Even if it's all software, you know Apple will tell us we need some future A-series CPU to take advantage of this new tech

You *DID* read the article, where they mentioned RGB-IR sensors, right? The whole article was about using IR to help make better pictures... And I don't think the current cameras have IR sensors in them...


On the smartphone front, Thomas says the company is waiting for consumer hardware to catch up — noting that RGB-IR sensors “haven’t yet begun to deploy on smartphones on a great scale”.

Rating: 11 Votes
6 weeks ago
Even if it's all software, you know Apple will tell us we need some future A-series CPU to take advantage of this new tech
Rating: 5 Votes
6 weeks ago
The iPhone might be very thin compared to a dedicated camera, but there is always a "room" for improvement when it comes to software and mathematical voodoo.
Rating: 4 Votes
6 weeks ago


Even if it's all software, you know Apple will tell us we need some future A-series CPU to take advantage of this new tech


The iphone 11 pro uses a TON of horsepower to run the camera app with all the computation going on behind the scenes. Wouldn’t surprise me at all if they did need more headroom to fit a whole extra layer in to keep the UX from becoming choppy and laggy.
Rating: 4 Votes
6 weeks ago

Why are people so into improving the camera quality?

Because they can. Because iPhone cameras have not yet caught up to DSLRs, but continue to make progress. Because not everyone uses their iPhone camera just for instagram posts.

Every pic I've taken of my nieces growing up has been with an iPhone camera, because that's what I had with me at the time (I don't generally carry around a larger camera day-to-day). They'll never be that age again, so I'd like the best pics of them possible. And the pics from my iPhone 8 now are objectively better than the ones my iPhone 6 used to take (which were better than the 5 and 4 before it).

The first digital cameras took images we wouldn't want to use for thumbnails these days, but they were the best available at the time.
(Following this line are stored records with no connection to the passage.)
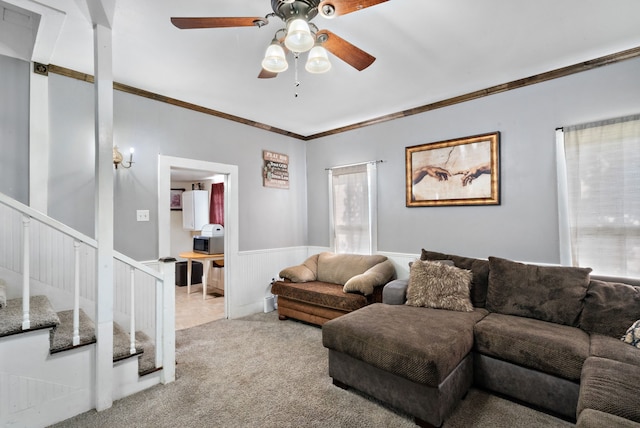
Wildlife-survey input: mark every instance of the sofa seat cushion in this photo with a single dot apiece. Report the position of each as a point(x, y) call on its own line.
point(420, 344)
point(614, 349)
point(547, 347)
point(340, 268)
point(321, 294)
point(611, 387)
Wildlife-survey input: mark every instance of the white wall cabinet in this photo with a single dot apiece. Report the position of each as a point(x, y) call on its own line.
point(195, 209)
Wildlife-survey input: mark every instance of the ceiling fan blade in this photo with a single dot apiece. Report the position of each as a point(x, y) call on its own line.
point(352, 55)
point(342, 7)
point(189, 23)
point(264, 74)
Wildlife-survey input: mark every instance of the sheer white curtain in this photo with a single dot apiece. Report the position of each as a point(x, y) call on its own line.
point(353, 208)
point(603, 195)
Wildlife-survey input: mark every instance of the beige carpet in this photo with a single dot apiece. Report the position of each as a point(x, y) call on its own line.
point(261, 372)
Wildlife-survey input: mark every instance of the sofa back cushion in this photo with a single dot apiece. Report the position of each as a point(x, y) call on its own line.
point(548, 293)
point(479, 270)
point(610, 308)
point(340, 268)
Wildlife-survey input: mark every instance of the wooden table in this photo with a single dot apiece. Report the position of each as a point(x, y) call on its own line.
point(206, 258)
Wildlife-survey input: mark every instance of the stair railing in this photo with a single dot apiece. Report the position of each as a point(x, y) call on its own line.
point(165, 299)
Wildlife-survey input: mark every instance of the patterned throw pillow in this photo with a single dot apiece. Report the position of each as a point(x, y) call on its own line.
point(633, 335)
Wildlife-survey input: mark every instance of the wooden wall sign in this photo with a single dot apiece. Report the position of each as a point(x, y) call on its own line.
point(275, 172)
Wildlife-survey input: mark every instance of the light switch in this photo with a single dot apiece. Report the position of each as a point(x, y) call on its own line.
point(142, 215)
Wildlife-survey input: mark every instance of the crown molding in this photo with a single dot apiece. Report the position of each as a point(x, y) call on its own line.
point(515, 84)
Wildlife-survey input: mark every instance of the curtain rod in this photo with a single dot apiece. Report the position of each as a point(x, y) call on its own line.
point(353, 164)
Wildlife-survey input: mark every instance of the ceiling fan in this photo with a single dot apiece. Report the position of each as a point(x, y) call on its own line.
point(299, 34)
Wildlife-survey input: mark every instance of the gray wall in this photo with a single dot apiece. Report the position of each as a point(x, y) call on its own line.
point(525, 225)
point(14, 128)
point(269, 218)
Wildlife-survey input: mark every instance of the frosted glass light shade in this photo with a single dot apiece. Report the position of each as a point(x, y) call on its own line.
point(274, 59)
point(299, 38)
point(318, 60)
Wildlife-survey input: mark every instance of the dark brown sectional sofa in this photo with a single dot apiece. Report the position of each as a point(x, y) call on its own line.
point(545, 336)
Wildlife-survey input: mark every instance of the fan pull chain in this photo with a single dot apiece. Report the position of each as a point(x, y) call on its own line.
point(297, 82)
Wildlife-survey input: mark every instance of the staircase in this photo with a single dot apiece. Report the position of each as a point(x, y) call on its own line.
point(51, 353)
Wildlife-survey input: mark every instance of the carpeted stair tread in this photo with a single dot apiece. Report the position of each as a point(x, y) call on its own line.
point(121, 344)
point(41, 315)
point(62, 336)
point(146, 361)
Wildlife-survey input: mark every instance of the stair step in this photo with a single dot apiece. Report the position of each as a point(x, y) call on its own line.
point(121, 344)
point(41, 315)
point(62, 336)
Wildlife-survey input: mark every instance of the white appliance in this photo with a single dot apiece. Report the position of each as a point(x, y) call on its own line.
point(195, 209)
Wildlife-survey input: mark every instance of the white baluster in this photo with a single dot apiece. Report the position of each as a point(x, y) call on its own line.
point(132, 330)
point(159, 320)
point(26, 274)
point(76, 301)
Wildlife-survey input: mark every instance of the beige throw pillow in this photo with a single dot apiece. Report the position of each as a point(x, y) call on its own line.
point(364, 283)
point(435, 285)
point(305, 272)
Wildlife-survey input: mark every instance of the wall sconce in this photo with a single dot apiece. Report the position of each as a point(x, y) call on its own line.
point(117, 158)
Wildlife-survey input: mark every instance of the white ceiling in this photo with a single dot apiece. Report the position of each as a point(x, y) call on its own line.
point(426, 50)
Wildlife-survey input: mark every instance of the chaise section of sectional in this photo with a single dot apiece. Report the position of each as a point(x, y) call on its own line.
point(610, 387)
point(534, 361)
point(416, 359)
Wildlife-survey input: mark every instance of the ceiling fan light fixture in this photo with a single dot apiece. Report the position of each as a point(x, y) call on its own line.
point(318, 61)
point(274, 59)
point(299, 38)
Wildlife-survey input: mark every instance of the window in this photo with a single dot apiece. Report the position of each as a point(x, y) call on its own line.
point(602, 221)
point(352, 203)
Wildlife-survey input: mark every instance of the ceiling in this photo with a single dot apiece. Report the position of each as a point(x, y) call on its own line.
point(426, 50)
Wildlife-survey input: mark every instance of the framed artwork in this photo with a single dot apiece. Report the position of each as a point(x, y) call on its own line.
point(464, 171)
point(176, 199)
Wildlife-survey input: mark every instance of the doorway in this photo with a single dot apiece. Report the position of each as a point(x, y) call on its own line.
point(168, 165)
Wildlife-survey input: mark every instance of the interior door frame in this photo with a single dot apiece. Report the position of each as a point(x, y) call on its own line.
point(231, 215)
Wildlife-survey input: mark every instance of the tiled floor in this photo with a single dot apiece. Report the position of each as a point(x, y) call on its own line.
point(192, 310)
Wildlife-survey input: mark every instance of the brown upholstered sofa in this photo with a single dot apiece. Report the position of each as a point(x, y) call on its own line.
point(546, 336)
point(328, 285)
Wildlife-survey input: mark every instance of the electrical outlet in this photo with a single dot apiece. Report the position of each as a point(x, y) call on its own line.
point(142, 215)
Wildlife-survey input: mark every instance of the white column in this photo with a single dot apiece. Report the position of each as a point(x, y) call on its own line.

Someday we'll look back at the images we're taking today and we'll think, "that was a great time, but those images are so coarse and grainy, I wish we had better pictures of that magical moment". So, the constant striving for better camera quality.

(And, yeah, a huge percentage of images taken are throwaways that don't need super quality - but you never know until some time later which were the ones that really matter.)
Rating: 4 Votes
6 weeks ago
Got curious and found a video about the technique they use for the low light shots. Might be similar to what Apple is planning to do.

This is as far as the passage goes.